No Spectrum Sale This Year, Clearwire Says
WiMax service provider Clearwire posted record subscriber growth of 1.8 million in the first quarter and said it no longer plans to sell radio spectrum this year to raise money. Nevertheless, it reported another substantial quarterly loss.
Wed, May 04, 2011
IDG News Service — WiMax service provider Clearwire posted record subscriber growth of 1.8 million in the first quarter and said it no longer plans to sell radio spectrum this year to raise money. Nevertheless, it reported another substantial quarterly loss.
The company's revenue soared to US$242 million from $106 million a year earlier, as its subscriber base grew to about 6.15 million, counting both users of its own WiMax service and those who access the network via Sprint Nextel (S), Comcast (CMCSA) and other partners.
After the quarter ended, Clearwire reached an agreement with Sprint Nextel in which it will pay Clearwire about $1 billion over the next two years for its customers' use of the WiMax network. Because the deal is retroactive, it includes a $16.1 million payment for the first quarter, which will be added to Clearwire's revenue.
Clearwire, majority owned by Sprint, got a head start on building a so-called 4G (fourth-generation) mobile data network before Verizon (VZ) launched its LTE (Long-Term Evolution) infrastructure late last year and ahead of AT&T's planned LTE deployment coming this year. But it has struggled to fund the massive cost of building a brand-new network and last year was forced to cut back retail sales efforts under its own brand.
In the first quarter ended March 31, Clearwire posted a net loss of about $227 million, or $0.93 per share. But it expects to achieve positive EBITDA (earnings before interest, taxes, depreciation and amortization) in 2012. The company said it has enough cash and investments to continue operating for at least the next 12 months.
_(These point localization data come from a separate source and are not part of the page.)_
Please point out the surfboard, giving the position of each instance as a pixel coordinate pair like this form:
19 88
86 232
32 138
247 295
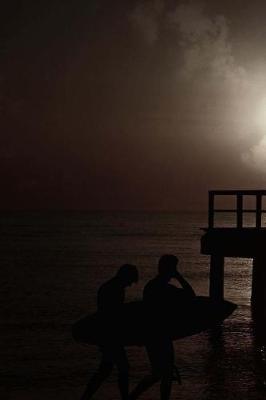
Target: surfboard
133 324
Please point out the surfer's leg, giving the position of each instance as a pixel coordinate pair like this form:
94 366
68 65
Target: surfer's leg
151 379
167 369
100 375
144 385
121 361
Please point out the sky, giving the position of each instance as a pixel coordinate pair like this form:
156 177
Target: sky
131 104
"We grew rapidly, and we substantially cut costs," Chairman and Interim CEO John Stanton said on a conference call to discuss the results.
Last year, Clearwire said it was discussing the possible sale of some of its radio spectrum, one asset that it has in abundance compared with other service providers. One possible customer was believed to be T-Mobile USA, which has since agreed to be acquired by AT&T. But executives on the conference call said they don't expect to sell any spectrum this year.
Such a sale is "something we don't have to consider in 2011," Stanton said. The company's other options for raising money include debt offerings and the sale of stock, he said.
Clearwire will continue to hold back on marketing for its own brand of WiMax service, called Clear, which it began to do last year, executives said. It will cut back on more expensive retail channels, such as stores, and rely more on reaching potential subscribers through telesales and the Web, according to Stanton. The cost for acquiring a retail customer has already been cut by more than 50 percent over the past year, the company said. Still, Clearwire expects continued double-digit growth in retail subscribers and revenue for the rest of this year.